# Determine by inspection the simple roots of the equation

Good day all,

I am having trouble understanding the question to this example:

"Determine by inspection the simple roots of the equation $f(x)=3x^4−x^3−10x^2−2x+4=0$ and hence, by factorisation, find the rest of its roots."

The section deals with polynomials with r given distinct zeros (alpha_k) could be constructed as the product of factors containing those zeros.

Any assistance or supplemental material to better help in understanding this is greatly appreciated.
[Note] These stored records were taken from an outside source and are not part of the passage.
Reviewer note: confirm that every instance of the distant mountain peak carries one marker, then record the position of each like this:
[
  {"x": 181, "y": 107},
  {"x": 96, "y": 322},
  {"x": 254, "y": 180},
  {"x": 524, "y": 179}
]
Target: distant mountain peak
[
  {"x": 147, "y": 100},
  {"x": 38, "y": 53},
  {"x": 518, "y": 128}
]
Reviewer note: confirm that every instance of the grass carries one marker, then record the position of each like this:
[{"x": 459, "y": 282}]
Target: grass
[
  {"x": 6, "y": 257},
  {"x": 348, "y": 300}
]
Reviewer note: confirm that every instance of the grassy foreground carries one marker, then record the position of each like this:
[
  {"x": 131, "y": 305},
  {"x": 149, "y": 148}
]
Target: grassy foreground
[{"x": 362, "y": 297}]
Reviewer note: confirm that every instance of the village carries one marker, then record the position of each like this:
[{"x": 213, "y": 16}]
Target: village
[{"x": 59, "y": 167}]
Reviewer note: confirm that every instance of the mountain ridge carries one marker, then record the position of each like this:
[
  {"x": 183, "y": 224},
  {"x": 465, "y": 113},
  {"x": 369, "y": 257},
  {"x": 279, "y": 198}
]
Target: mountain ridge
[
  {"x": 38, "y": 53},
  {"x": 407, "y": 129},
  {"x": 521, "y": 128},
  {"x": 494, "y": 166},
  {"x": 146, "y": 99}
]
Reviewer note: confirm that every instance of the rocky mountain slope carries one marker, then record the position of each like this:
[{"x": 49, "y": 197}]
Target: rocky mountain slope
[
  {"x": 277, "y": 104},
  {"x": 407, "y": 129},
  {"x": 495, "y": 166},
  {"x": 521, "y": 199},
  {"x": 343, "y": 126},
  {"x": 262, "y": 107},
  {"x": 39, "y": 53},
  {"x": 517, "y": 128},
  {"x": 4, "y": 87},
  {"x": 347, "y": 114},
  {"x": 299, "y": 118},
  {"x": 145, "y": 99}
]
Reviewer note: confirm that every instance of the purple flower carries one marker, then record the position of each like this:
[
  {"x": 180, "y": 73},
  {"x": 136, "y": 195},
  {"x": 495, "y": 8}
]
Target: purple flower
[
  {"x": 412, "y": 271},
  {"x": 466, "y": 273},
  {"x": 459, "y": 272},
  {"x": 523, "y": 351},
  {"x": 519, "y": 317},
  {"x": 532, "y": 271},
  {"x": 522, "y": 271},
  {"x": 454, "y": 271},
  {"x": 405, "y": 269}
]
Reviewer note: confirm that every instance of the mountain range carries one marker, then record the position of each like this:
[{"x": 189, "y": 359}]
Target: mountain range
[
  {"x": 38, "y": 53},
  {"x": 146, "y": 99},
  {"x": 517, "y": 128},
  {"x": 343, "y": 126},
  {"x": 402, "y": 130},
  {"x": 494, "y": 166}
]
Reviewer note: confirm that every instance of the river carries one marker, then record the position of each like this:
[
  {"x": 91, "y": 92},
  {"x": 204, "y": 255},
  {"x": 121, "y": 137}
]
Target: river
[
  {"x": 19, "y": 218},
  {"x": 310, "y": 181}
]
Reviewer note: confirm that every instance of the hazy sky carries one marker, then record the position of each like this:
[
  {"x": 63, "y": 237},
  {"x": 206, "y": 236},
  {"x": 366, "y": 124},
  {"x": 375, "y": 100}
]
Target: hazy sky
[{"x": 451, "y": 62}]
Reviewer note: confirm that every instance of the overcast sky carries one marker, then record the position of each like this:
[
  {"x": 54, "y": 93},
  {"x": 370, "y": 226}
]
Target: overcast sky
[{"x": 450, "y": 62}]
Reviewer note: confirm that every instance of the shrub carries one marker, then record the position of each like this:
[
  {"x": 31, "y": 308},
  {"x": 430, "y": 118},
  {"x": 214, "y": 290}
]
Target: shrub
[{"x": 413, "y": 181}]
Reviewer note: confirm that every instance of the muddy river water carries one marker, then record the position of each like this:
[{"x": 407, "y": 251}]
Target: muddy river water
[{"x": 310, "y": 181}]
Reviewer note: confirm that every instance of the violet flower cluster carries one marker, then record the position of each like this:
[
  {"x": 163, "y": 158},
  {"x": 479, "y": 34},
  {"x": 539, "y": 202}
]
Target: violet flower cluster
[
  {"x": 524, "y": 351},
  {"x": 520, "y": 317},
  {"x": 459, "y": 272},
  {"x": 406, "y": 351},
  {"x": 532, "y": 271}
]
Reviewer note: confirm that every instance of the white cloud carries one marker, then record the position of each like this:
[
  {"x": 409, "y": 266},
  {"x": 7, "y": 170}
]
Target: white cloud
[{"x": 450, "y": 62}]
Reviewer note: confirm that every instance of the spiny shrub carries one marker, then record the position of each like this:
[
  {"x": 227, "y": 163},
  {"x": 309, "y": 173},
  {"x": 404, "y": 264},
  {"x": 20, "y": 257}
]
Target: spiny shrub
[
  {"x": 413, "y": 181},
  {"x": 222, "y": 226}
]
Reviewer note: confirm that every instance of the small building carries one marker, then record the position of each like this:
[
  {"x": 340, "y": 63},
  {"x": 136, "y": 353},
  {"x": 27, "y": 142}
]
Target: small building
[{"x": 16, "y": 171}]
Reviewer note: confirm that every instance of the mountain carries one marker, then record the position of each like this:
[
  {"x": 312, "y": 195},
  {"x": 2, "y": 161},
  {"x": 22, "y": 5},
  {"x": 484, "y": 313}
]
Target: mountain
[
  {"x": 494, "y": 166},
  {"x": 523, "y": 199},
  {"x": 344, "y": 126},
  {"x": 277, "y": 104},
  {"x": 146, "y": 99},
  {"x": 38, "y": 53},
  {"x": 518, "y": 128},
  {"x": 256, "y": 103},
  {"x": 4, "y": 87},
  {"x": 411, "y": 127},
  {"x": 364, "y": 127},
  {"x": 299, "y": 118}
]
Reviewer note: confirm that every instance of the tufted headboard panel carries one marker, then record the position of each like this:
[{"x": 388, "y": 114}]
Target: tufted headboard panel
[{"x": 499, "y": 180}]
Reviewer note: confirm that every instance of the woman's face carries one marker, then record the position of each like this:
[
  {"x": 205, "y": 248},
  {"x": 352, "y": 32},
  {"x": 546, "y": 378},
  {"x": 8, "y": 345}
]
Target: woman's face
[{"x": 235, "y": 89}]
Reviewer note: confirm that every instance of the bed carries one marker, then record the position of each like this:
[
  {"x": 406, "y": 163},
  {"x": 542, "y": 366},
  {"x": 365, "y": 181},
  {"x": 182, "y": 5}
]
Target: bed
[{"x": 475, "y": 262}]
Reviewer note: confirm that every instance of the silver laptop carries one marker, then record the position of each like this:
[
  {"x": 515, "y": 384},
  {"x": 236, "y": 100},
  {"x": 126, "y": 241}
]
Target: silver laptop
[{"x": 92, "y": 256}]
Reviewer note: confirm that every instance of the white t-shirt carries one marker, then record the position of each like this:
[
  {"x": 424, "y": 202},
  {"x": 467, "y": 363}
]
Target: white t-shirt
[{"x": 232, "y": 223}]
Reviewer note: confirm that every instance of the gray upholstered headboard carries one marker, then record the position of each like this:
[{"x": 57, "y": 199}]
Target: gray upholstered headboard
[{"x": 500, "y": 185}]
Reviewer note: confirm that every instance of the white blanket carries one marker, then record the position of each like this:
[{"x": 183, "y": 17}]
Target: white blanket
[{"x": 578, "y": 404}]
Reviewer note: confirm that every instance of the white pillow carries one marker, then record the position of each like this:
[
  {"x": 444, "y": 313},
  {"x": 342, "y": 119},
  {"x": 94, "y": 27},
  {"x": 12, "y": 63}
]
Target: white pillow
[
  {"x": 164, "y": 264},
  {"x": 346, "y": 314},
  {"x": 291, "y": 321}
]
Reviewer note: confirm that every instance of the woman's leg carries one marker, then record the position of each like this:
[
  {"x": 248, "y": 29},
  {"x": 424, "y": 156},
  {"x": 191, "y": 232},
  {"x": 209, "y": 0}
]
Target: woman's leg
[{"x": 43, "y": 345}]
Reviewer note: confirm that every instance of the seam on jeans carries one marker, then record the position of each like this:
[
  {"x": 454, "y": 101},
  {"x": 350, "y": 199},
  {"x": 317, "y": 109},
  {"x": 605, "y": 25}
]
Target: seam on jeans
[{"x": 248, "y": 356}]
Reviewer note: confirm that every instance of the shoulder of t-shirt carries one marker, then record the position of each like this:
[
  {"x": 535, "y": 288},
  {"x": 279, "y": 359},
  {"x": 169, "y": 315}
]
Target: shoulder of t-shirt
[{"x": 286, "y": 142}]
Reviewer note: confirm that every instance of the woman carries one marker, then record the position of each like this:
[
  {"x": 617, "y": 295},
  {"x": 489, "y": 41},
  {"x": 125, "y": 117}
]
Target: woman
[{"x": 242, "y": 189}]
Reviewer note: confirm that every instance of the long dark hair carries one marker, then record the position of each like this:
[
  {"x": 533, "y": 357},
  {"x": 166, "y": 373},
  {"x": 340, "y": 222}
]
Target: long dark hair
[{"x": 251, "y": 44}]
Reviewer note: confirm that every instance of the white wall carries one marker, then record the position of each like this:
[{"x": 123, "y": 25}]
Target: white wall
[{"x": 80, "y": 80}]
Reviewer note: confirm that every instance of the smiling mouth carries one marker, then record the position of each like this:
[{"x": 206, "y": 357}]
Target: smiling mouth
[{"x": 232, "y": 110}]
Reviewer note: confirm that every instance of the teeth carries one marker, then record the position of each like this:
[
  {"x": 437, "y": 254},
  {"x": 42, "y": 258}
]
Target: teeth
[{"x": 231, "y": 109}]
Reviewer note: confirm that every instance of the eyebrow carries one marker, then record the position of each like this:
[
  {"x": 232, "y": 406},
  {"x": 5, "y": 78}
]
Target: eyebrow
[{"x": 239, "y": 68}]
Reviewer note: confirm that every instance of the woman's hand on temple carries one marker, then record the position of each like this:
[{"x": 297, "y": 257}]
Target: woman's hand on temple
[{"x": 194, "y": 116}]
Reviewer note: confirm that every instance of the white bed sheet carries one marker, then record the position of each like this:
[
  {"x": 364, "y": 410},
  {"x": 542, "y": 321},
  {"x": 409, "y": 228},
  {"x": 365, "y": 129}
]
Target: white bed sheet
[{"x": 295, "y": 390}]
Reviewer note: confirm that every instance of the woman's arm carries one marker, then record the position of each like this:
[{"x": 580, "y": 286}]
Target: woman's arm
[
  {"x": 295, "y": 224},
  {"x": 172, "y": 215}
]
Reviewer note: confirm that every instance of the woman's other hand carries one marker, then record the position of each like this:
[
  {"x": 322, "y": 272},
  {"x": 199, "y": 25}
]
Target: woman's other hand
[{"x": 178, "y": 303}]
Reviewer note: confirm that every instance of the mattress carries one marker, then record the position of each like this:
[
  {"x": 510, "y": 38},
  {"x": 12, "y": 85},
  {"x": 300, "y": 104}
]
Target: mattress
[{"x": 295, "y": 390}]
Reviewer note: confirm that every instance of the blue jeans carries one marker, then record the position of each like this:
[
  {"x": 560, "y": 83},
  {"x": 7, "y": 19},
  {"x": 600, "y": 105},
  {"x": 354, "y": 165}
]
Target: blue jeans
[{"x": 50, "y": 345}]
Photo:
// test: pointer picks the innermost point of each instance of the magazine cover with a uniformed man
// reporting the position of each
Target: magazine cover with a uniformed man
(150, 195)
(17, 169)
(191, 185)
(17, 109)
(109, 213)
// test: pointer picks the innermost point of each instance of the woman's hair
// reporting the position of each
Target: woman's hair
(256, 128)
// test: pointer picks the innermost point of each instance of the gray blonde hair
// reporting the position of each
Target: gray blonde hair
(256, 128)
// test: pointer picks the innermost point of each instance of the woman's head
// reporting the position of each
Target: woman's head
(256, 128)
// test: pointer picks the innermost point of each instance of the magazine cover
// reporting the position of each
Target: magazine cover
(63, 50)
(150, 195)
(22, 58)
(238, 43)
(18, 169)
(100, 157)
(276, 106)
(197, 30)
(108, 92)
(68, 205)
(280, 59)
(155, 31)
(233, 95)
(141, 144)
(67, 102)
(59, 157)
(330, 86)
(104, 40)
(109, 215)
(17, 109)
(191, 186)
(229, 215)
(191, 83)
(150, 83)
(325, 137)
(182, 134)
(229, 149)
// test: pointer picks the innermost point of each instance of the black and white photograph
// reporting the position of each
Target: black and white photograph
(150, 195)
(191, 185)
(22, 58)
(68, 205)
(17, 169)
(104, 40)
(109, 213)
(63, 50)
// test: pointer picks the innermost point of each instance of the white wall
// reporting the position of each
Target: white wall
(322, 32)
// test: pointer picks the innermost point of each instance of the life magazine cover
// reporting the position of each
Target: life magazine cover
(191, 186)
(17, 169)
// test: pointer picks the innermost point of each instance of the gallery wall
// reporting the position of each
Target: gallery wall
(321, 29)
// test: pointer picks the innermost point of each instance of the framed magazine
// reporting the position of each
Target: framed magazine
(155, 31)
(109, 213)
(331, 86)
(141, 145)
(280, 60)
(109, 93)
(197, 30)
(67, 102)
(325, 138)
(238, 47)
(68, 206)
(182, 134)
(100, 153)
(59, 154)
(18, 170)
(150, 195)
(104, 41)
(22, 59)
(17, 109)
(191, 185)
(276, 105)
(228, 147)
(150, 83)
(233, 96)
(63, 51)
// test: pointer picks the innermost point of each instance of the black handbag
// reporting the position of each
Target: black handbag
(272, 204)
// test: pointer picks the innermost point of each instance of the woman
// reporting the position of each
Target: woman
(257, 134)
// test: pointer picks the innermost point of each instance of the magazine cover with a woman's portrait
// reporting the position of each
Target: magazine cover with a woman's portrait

• Good day to you as well. Are the numbers after the variable $x$ meant to indicate powers? Also, it seems you have written your polynomial function twice. Is the second supposed to be different? – M47145 May 10 '16 at 3:25
• Try plugging in a few small numbers, like 1, -1, 2, -2... If any of these is a root, you will get zero when plugging it into $f$. – ET-phone-homology May 10 '16 at 3:28
Hint: Always try plugging in $x=0$, $x=1$, and $x=-1$ since these are especially easy to evaluate. If you find that $x=k$ is a solution, then you know $(x-k)$ is a factor, so you can divide it out to reduce the degree of the polynomial.
It is easy to see $x=0$ is not a solution since there is a constant in the equation.
Next check for $x=1$ and $x=-1$ by checking sums of all coefficients and sum of alternate coefficients. Turns out, the sum of alternate coefficients is the same (3-10+4 = -1 -2 = -3). Hence $x=-1$ is a solution.
Divide throughout by $(x+1)$ to get the reduced polynomial which gives the other 2 roots.